Choć nie znamy jeszcze danych za ostatnie tygodnie roku, to już w listopadzie 2015 r. nie tylko największe firmy mówiły o rekordowej liczbie mieszkań, na które znalazły klientów.

Ale czy teraz – bez tzw. gotówkowiczów (z pieniędzmi z giełdy czy lokat), z droższymi kredytami i wyższym wkładem własnym oraz trudniejszym dostępem do finansowania, z „Mieszkaniem dla młodych", które wspiera też rynek wtórny, z programem promującym wynajem, a nie kupno lokum – nadal klientów będzie aż tak wielu?

Może być znacznie trudniej sprzedać mieszkania. I nowe, i używane. Zwłaszcza że na rynek wchodzą młodzi, którzy wcale nie mają ambicji, by kupować na kredyt. Po pierwsze, nie chcą się wiązać zobowiązaniem na lata z jednym miejscem, ponieważ nie wiedzą, gdzie osiądą na dłużej.

Po co zatem im pożyczka z banku?
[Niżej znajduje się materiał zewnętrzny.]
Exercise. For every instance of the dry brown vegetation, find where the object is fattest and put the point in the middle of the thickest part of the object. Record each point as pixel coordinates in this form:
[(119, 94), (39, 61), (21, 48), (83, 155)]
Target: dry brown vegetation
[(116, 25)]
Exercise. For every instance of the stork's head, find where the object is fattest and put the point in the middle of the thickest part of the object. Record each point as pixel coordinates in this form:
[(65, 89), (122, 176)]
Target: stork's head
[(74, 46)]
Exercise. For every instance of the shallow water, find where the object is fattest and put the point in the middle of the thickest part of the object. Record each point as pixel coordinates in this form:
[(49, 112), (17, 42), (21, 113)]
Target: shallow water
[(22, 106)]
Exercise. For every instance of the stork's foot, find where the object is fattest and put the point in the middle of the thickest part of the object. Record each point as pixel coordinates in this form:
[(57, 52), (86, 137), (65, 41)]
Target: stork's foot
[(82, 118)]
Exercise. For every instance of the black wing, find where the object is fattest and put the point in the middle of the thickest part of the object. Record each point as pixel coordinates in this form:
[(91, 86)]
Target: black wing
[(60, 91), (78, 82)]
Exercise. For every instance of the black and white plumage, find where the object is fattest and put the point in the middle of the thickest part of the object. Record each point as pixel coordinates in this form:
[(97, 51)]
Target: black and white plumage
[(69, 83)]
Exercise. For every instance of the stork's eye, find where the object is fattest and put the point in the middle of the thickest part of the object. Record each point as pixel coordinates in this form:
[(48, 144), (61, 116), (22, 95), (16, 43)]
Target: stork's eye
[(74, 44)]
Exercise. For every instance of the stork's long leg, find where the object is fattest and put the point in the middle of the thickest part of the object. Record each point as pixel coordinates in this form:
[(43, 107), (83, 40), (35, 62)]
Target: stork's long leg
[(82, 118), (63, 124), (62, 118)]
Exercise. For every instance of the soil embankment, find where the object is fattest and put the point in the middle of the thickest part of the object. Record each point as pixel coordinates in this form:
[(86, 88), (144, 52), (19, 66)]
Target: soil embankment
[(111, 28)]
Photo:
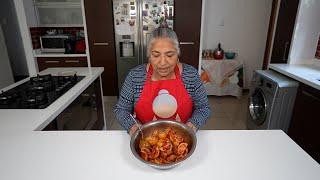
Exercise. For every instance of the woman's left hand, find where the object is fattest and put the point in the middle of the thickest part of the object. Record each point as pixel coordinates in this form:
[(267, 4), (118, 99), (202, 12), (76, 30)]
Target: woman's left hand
[(192, 126)]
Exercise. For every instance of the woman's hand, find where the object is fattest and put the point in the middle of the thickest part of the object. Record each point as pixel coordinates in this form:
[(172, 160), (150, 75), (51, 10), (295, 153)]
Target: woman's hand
[(133, 129), (192, 126)]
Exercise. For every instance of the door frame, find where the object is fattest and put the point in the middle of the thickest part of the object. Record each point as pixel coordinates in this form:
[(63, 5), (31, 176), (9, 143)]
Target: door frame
[(271, 33)]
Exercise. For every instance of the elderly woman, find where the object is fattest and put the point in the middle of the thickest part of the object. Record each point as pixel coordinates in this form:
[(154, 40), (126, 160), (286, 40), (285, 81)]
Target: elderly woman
[(162, 89)]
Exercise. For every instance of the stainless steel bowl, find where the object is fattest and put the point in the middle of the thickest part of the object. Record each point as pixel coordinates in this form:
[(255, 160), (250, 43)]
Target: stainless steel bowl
[(181, 129)]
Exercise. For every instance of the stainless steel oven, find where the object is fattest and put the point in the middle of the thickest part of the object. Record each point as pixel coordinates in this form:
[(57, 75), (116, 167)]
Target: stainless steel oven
[(53, 43)]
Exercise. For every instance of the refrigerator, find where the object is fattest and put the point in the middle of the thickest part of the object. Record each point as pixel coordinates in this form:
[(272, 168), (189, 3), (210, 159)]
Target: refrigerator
[(134, 20)]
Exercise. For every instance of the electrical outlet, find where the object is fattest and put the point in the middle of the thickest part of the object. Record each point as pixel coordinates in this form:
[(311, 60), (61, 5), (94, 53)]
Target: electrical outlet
[(4, 21)]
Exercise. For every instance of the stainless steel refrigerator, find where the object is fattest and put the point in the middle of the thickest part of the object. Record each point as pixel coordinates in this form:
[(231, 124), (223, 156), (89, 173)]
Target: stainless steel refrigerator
[(134, 20)]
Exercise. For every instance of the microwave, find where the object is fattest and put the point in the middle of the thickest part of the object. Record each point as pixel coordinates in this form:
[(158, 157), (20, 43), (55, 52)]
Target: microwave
[(53, 43)]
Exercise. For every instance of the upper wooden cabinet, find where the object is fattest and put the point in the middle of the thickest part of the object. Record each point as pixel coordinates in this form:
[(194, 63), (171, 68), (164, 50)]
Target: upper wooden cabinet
[(48, 62), (187, 25), (284, 31), (59, 13), (99, 19)]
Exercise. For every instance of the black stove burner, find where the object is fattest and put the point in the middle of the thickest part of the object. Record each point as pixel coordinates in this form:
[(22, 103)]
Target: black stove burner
[(37, 93)]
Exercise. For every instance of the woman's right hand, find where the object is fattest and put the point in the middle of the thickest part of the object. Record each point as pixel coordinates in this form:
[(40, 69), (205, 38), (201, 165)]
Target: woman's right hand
[(133, 129)]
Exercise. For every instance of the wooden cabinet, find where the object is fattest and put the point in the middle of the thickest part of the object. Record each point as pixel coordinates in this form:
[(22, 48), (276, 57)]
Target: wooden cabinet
[(99, 19), (47, 62), (187, 25), (284, 31), (305, 124)]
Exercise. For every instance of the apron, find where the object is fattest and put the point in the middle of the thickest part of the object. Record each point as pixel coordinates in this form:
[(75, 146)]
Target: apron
[(164, 99)]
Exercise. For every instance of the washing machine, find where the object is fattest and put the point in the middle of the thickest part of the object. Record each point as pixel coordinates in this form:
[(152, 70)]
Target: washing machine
[(271, 100)]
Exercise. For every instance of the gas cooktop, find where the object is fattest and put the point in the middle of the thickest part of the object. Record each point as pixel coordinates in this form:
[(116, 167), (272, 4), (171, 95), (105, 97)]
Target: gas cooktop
[(37, 93)]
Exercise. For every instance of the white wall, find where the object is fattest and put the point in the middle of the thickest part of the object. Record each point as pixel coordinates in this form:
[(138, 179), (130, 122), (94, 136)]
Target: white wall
[(10, 27), (241, 26), (306, 33), (6, 76)]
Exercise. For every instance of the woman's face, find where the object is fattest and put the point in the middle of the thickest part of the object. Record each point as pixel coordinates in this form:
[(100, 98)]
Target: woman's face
[(163, 57)]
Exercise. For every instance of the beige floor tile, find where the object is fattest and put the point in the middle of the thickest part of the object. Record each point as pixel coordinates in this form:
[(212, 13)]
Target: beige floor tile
[(218, 123)]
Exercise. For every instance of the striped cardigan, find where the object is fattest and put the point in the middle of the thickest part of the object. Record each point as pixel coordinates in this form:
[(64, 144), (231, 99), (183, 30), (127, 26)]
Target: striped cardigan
[(133, 86)]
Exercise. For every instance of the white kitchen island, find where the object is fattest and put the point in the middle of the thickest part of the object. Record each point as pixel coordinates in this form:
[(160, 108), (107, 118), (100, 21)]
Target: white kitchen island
[(103, 155), (29, 154)]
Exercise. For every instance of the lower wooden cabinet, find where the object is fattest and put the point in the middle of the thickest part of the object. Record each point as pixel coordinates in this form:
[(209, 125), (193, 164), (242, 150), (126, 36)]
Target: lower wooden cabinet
[(47, 62), (305, 123)]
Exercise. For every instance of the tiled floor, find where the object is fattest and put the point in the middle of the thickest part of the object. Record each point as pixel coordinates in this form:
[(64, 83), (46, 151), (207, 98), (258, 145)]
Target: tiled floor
[(227, 112)]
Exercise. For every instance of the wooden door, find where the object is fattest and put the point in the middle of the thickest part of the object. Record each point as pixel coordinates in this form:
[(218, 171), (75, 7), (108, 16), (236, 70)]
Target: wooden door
[(187, 25), (284, 30), (99, 17)]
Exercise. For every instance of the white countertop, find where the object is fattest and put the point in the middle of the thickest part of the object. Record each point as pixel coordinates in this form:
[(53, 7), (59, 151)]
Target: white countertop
[(307, 74), (102, 155), (37, 119)]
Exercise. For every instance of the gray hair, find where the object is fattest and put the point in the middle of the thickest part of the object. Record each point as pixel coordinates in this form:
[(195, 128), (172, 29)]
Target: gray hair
[(163, 33)]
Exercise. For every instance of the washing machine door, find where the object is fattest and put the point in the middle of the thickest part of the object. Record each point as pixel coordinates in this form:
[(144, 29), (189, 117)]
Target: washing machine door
[(258, 106)]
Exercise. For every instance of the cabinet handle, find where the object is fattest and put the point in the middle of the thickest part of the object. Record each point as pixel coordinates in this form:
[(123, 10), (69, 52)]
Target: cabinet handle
[(285, 51), (310, 95), (72, 61), (186, 43), (51, 62), (101, 44)]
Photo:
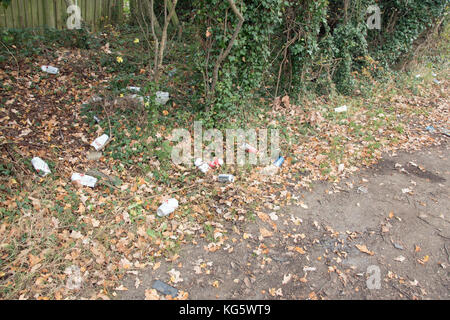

Jeżdżą za pracą, podróżują za przyjemnościami, zwiedzają świat. Mobilność to znak dzisiejszych czasów. Stąd lepszym rozwiązaniem jest wynajem. Zwłaszcza że wielu 20–30-latków to pokolenie, które ma w perspektywie mieszkanie po dziadkach lub rodzicach.

Przed deweloperami rok wyzwań. Walka między firmami będzie jeszcze bardziej zacięta.